Distribution: Debian Problem Description: rb_erase Kernel Panic EIP: [<c01c313b>] rb_erase+0xf6/Bx22f SS:ESP 0068:da3c3e34 Kernel panic - not syncing: Fatal exception in interrupt Full call trace in attachment. Steps to reproduce: tc qdisc add dev eth1 root handle 1: htb tc class add dev eth1 parent 1: classid 1:1 htb rate 36000Kbit tc class add dev eth1 parent 1:1 classid 1:11 htb rate 28000Kbit prio 0 tc class add dev eth1 parent 1:1 classid 1:15 htb rate 1000Kbit ceil 28000Kbit prio 0 tc class add dev eth1 parent 1:1 classid 1:19 htb rate 1000Kbit ceil 5000Kbit prio 2 N from 10 to 10k(One class and filter per user) tc class add dev eth1 parent 1:{11,15,19} classid 1:$N htb rate 1Kbit ceil {$SPEED}Kbit tc filter add dev eth1 parent parent 1: protocol ip pref $N handle $N fw flowid 1:$N Classes and filters for users may change or add in real time.
Created attachment 20498 [details] Call trace from server remote control
Could you add some details, e.g.: - is it vanilla 2.6.26.5 kernel or debian built, or with some other patches? (Could it be replaced with newer version BTW?) - how often this bug happens or could it be reproduced reliably? - is there any chance to get the beginning lines of this bug report (before the call trace)?
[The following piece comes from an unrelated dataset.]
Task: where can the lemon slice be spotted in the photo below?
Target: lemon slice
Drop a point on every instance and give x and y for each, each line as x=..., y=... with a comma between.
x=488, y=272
Thanks, Jarek P.
1) It is vanilla 2.6.26.5 from kernel.org. Yes i can replace with new one. 2) This bug happened only once during half-year server usage. But if it happens only once it is still a bug. =) During last year there was another bug, that annoyed me: http://bugzilla.kernel.org/show_bug.cgi?id=11571 Thank you for fix. 3) There is no chance to get begining lines. There is nothing in syslog and i have only screenshot from iLo(hp remote console). For now i wonder, what means "/* If this triggers, it is a bug in this code, but it need not be fatal */" in htb code near htb_safe_rb_erase.
Of course, you are right this is a bug even if spotted only once, and it's very nice you've reported this. I only tried to assess chances of debugging it. Alas it doesn't look so nice. =( This call trace is similar to reports I tracked long time ago and fixed just in ...2.6.26 (my own earlier bug BTW). I looked a lot for this at that time and if there was something left I guess it's really well hidden. So, I'll try to look again, but I'm not very optimistic if it's so unreproducible. I'm glad you mentioned this 11571 bug: as a matter of fact I wasn't sure this patch worked for you, so I'll add this info to that report. The htb_safe_rb_erase comment means somebody admitted the possibility of double erasing on some code path, and made it safe for debugging with WARN_ON. But I can't remember such reports, so probably it's better then expected. Thanks, Jarek P.
After looking for this I think there really is at least one buggy place in sch_htb in kernels 2.6.26 and older, which can cause such oopses. I mean htb_destroy_class calling htb_safe_rb_erase without sch_tree_lock. Now I wonder why it happened so rarely... Happily this place was fixed (BTW) in 2.6.27 by this patch: "net-sched: sch_htb: move hash and sibling list removal to htb_delete" commit fbd8f1379aeeb3e44a59302a6b2850636130bb2a http://git.kernel.org/?p=linux/kernel/git/torvalds/linux-2.6.git;a=commitdiff;h=fbd8f1379aeeb3e44a59302a6b2850636130bb2a My recommendation is to upgrade to 2.6.27 or later. Alternatively you could try to use this patch vs. 2.6.26, but I didn't test this, and 2.6.26 is rarely updated now. So, this bug report is really helpful, but my proposal is to close it unless confirmed after some time on newer kernels. Thanks, Jarek P.